Most of the biosensors developed for the detection of CAP were optical (colorimetric, fluorometric) and electrochemical biosensors [20]. Colorimetric sensors are interesting because of their naked-eye potential, when fluorometric sensors require an instrumental reading. Optical biosensors are sensitive, specific, simple and quick biosensors for CAP detection. The detection capabilities of electrochemical sensors were shown to be lower than those of optical sensors. In particular, voltametric and electrochemiluminescent sensors were the most sensitive. Therefore, we decided to focus this work on electrochemical biosensors as a cheap, sensitive, and selective alternative to ELISA tests and LC-MS/MS methods. Electrochemical biosensors for the detection of antimicrobial residues were firstly developed based on antibodies as recognition elements (i.e., immunosensors). More recently, aptasensors have become more and more prevalent in the literature [20]. However, very few aptamers against antimicrobials are commercially available. The detection methods for electrochemical biosensors are diverse (i.e., amperometry, potentiometry, field-effect transistors (FETs), conductometry [21]). A Spanish team worked on the detection of different families of antimicrobial residues in milk by amperometric detection [22,23,24] and finally succeeded to develop a multiplex immunosensor for the detection of three families of antimicrobials simultaneously [25]. They obtained very promising results regarding the sensitivity of the developed methods. This immunosensor is based on the binding of antibodies against the antimicrobial residue to magnetic beads. Then, the analyte (i.e., the antimicrobial residue) competes with the horseradish peroxidase (HRP)-conjugate (HRP bound to the analyte) to bind to the antibodies.

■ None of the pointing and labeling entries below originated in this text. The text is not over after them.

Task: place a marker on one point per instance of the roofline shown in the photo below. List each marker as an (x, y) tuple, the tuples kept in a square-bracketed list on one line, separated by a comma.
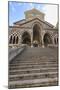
[(34, 19)]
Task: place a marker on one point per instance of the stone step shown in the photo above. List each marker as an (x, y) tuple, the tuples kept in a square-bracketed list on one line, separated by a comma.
[(39, 63), (32, 76), (32, 83), (38, 70), (32, 66)]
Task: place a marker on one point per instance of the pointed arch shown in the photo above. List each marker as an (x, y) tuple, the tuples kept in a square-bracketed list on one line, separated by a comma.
[(10, 41), (14, 40)]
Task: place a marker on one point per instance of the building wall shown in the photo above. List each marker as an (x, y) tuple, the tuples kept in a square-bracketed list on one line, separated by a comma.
[(28, 27)]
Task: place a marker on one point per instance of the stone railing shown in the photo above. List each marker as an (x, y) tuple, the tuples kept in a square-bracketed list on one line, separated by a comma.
[(15, 51)]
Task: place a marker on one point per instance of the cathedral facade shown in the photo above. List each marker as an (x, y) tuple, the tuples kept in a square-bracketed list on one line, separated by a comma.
[(33, 30)]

At the end, the electrochemical activity of the enzyme HRP is measured by amperometry on screen-printed carbon electrodes (SPCE). The concentration of antimicrobial residues is inversely proportional to the electrochemical signal because it is a competitive immunoassay. The aim of this work was to develop a similar bead-based amperometric immunosensor for the detection of chloramphenicol in honey.
The aim of this work was to develop and to optimize an amperometric biosensor for the detection of CAP in honey. The project consisted of two steps: optimization of the sensor and then development of an extraction protocol for honey samples to remove matrix interferences. The first results in buffer with simple amperometric conditions were very promising and satisfactory, as well as preliminary results in one single acacia honey sample. Different extraction protocols (liquid/liquid extraction (LLE)) were tested to obtain an optimal detection capability, at or below 0.3 ng/g (CAP MRPL). When analyzing honey samples from different botanical origins, with different colors and textures, high matrix effects were observed. Regarding each individual sample, it was possible to discriminate blank samples from samples spiked with CAP to 0.3 ng/g. However, a global analysis was impossible due to the high variability of honey samples and to high matrix interferences. We started to explore some paths to solve this issue, but a lot of work remains.

2. Materials and Methods

2.1. Antibiotic Standards

Chloramphenicol (CRM) (CAS (Chemical Abstracts Service) number: 56-75-7) was purchased from Sigma Aldrich (Saint-Quentin Fallavier, France).

2.2. Reagents

All buffer solutions were prepared with Milli-Q® water. PBS (Phosphate Buffered Saline) at pH 7.5 contained 0.01 M of phosphate buffer, 137 mM of NaCl (Acros Organics, reference 207790010) and 2.7 mM of KCl (Merck Chemicals, 104936). PBS-T (PBS-Tween) was derived from this PBS solution, to which 0.05% Tween 20 (Sigma Aldrich, Saint-Quentin Fallavier, France, reference P1379) was added. The phosphate buffered solutions at 0.05 M pH 6.0 and 0.1 M pH 6.0 were prepared from Na2HPO4·2H2O (Labosi, Fisher Scientific A4894351) and NaH2PO4 (Merck, 1.06345.1000).
Hydrogen peroxide (H2O2) (Sigma Aldrich, France, reference H-0904) and hydroquinone (Sigma Aldrich, France, reference H9003) were prepared in phosphate buffer.
The antibody anti-chloramphenicol (reference PAS 9681) and the conjugate CAP-HRP (reference HRP9263) were purchased from Randox Life Sciences (UK).
Magnetic beads (MBs) Protein G InVitrogen Dynabeads® (reference 10003D) were purchased from ThermoFisher Scientific (France). The magnetic beads contain protein G on their surface that facilitate the immobilization of antibodies by their Fc regions.
Poly(vinylpolypyrrolidone) (PVPP) was purchased from Sigma Aldrich (France, reference 77627).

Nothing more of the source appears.